Latest News Editor's Choice


News / National

'Unequal marriage triggered Mugabe’s fall'

by Staff reporter
05 Dec 2018 at 05:55hrs | Views
ZANU-PF national chair Oppah Muchinguri-Kashiri has chided elderly male politicians who targeted ambitious young women for marriage and warned that they risked having their political careers derailed.

Speaking at a Zanu-PF inter-district conference at the Masvingo Polytechnic yesterday, Muchinguri said former President Robert Mugabe's decision to marry Grace — who was younger than him by nearly four decades — precipitated the former political strongman's downfall.

"We should be builders, not destroyers like Stop It (Grace), who nearly destroyed Mugabe's legacy. You should be careful not to marry young wives. We are warning you, they are always dreaming big. You should ask us to pray for you, otherwise you will fall because of them," Muchinguri said.

Muchinguri, who is the Defence minister, reiterated that she was forced to step down as the party women's league boss to pave way for Grace at a time the latter was ambitiously clawing her way up the hierarchy of Zanu-PF.

She said Grace acted as a catalyst for the removal of Mugabe through the coup executed in November last year.

"When we were forced to relinquish women's league posts, we did not know it would cost us. Several emissaries were sent to us to give up the post and hand it over to Chikwiramiti (Grace). We did not know, but God knew this person who took away the position from us who had no party experience was going to get in, scold senior party members and fast-track the process," she said.

Muchinguri further claimed the late Masvingo Provincial Affairs minister, Shuvai Mahofa, who died of suspected food poisoning, was killed because she opposed Grace's presidential bid.

"I am pained by the death of Mahofa. She was a straight-forward person who challenged Grace. That was why she was poisoned. I remember her saying 'over my dead body'. That's what caused problems for Mahofa. She was scolded for not supporting Grace," she said.

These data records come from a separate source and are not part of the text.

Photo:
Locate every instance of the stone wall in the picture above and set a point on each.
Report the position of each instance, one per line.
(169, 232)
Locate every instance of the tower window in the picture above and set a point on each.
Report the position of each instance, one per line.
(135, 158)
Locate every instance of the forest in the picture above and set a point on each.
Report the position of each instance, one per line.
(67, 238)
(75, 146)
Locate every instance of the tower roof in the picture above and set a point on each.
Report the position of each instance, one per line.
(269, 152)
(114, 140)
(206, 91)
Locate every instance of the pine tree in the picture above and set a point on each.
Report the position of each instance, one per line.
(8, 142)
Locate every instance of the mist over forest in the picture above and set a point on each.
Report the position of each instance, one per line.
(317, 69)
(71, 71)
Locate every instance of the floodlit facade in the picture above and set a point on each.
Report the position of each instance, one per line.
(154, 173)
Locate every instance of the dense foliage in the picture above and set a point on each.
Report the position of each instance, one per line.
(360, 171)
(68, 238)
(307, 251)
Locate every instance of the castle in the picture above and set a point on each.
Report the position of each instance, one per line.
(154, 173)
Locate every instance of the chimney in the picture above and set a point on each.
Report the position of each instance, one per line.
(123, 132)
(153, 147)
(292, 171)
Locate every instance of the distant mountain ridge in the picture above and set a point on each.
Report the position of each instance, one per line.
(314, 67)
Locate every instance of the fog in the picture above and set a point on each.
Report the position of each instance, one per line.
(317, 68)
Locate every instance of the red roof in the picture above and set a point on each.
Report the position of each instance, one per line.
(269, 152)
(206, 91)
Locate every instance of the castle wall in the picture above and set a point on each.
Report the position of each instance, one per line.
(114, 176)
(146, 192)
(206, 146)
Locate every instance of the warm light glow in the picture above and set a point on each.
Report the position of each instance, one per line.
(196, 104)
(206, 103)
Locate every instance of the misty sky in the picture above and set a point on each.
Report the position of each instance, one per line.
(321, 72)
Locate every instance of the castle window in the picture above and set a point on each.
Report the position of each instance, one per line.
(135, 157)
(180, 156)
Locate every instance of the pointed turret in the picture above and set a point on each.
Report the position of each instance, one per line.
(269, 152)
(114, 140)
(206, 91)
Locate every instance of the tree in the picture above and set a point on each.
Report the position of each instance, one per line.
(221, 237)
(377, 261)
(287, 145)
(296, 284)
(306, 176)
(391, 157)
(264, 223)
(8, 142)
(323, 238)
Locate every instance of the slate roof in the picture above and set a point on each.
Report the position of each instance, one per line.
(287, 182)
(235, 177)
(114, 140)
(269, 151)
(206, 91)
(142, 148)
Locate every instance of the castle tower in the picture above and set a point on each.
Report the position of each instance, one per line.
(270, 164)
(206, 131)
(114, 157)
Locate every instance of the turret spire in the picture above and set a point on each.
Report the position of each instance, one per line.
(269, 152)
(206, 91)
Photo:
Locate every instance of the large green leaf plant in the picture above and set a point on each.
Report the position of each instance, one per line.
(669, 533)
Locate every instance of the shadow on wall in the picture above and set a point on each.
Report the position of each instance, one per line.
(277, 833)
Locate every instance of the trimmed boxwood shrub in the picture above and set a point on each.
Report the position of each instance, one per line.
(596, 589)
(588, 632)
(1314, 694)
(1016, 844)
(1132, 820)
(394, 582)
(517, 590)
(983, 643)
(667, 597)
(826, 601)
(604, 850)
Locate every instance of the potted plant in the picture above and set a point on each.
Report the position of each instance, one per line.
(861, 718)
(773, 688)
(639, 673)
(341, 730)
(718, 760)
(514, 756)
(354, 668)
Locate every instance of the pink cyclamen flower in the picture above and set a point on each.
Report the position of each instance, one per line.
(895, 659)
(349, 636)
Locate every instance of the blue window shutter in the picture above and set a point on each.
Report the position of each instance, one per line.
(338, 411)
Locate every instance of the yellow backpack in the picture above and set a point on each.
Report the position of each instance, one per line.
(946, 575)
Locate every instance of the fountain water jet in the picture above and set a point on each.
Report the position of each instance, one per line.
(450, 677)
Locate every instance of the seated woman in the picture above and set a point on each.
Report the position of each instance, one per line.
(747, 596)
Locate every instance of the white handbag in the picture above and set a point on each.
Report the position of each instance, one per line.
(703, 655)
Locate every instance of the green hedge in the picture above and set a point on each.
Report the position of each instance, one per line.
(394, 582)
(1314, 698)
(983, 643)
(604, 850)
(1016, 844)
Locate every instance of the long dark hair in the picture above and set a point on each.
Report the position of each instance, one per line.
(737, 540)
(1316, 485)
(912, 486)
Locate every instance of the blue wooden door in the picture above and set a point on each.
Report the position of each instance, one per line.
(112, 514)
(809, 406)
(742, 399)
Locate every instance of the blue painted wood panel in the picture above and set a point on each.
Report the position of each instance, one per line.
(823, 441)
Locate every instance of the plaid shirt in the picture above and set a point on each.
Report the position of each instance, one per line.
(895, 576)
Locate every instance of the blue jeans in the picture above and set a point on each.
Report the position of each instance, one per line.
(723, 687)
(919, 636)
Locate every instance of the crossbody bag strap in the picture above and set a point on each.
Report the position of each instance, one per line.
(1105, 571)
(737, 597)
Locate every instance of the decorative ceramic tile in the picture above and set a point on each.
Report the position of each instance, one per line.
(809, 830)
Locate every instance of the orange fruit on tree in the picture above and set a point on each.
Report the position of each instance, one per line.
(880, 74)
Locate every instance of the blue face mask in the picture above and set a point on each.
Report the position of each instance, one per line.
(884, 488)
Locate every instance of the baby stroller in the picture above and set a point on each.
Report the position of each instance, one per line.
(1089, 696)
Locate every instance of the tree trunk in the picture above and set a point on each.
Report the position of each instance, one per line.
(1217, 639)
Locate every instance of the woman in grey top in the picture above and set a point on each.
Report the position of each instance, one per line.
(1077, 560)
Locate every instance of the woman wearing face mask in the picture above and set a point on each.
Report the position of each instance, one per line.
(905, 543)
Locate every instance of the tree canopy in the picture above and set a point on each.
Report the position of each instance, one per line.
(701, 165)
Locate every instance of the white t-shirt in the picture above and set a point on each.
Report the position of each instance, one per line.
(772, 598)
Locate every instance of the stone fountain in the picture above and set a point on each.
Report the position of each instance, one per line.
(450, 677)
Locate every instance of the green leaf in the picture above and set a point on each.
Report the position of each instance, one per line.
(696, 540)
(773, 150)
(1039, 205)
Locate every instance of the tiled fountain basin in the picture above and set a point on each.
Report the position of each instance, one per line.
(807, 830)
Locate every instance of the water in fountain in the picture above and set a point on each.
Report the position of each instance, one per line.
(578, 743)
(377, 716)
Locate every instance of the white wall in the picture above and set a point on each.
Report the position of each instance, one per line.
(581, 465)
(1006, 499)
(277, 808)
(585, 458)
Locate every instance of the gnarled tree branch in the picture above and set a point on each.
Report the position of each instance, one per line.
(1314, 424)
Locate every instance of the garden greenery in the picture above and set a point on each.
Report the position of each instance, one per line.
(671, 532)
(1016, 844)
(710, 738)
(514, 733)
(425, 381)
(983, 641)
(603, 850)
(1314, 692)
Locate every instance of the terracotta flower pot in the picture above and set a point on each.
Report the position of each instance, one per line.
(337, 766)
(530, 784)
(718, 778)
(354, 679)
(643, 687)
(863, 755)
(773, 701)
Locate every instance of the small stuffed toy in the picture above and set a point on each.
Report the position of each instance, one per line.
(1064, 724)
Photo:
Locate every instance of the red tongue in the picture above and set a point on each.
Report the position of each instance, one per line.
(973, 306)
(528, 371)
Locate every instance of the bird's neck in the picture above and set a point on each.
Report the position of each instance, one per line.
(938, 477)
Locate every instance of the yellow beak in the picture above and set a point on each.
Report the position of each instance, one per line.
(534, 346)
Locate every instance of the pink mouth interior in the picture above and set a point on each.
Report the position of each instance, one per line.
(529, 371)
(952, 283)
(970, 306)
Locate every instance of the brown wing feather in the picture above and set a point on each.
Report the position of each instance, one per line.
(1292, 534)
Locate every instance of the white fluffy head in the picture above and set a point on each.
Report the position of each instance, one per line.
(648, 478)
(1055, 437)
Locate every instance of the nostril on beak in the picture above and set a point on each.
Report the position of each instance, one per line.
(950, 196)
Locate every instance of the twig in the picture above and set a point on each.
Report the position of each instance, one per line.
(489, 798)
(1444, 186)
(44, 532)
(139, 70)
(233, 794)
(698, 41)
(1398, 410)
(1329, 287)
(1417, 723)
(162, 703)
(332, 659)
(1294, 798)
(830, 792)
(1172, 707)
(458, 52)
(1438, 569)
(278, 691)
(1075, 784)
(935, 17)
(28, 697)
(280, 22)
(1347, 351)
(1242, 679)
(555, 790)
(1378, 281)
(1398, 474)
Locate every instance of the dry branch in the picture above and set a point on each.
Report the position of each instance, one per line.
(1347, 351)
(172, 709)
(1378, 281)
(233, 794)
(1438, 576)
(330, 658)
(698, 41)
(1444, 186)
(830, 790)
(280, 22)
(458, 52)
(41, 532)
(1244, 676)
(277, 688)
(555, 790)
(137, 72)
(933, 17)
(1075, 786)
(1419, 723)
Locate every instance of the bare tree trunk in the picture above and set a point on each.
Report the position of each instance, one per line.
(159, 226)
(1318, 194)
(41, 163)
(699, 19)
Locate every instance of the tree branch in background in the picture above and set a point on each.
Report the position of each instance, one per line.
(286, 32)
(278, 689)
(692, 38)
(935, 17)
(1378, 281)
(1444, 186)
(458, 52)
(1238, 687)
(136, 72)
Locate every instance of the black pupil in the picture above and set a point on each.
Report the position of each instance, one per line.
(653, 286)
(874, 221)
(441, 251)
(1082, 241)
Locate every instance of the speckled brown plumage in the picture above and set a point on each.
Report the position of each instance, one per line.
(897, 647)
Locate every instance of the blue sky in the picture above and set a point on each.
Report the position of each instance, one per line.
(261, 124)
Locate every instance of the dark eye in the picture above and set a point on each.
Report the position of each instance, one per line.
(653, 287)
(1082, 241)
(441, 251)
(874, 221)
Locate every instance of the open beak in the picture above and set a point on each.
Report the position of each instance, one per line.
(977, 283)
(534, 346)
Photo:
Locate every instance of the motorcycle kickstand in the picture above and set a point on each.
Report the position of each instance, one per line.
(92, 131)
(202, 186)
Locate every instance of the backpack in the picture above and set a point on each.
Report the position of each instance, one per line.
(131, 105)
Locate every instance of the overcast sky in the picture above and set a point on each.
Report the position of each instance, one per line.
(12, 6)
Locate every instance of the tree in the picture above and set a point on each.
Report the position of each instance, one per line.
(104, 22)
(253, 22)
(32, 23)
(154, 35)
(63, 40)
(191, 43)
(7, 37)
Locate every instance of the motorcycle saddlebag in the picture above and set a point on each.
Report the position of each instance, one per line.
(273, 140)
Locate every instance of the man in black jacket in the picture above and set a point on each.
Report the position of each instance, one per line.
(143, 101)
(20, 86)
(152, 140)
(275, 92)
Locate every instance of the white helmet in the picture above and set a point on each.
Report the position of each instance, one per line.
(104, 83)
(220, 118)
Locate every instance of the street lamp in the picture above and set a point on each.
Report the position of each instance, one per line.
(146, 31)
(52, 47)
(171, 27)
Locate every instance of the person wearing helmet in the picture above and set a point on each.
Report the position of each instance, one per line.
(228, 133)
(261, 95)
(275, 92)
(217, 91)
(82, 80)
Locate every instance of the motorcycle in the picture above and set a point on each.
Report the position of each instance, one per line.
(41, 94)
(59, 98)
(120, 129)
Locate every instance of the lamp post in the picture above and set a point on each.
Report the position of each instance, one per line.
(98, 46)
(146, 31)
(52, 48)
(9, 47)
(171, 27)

Turning to developments within Zanu-PF, Muchinguri said some party members were selling party regalia in nearby Mozambique and pocketing the proceeds.

She claimed that most of the regalia was looted ahead of the July 30 polls.

"Whatever trick you used to get regalia, you will get other regalia next time. There is some corruption to guard against in the party. We gave members regalia, but some of it is being sold in Mozambique. On Sunday, we were told that some Mozambicans were found with 500 pieces of regalia in Manicaland. There is business in Zanu-PF. We give you regalia to give to (members in) wards, yet you divert it for sale," she said.

"This explains why we got resistance from moving regalia from the airport to the President's place. People were flooding the airport. We then searched some and saw one person wearing 20 T-shirts and others put clothes inside their trousers."

She said some party leaders had pieces of regalia in all colours when party members that voted did not get any.

Muchinguri's revelations come in the backdrop of disclosures by some party youths in Masvingo that they had nothing to show for Zanu-PF's victory, given the recurrent economic problems characterised by long fuel queues, price hikes and shortages of cash and some basic commodities.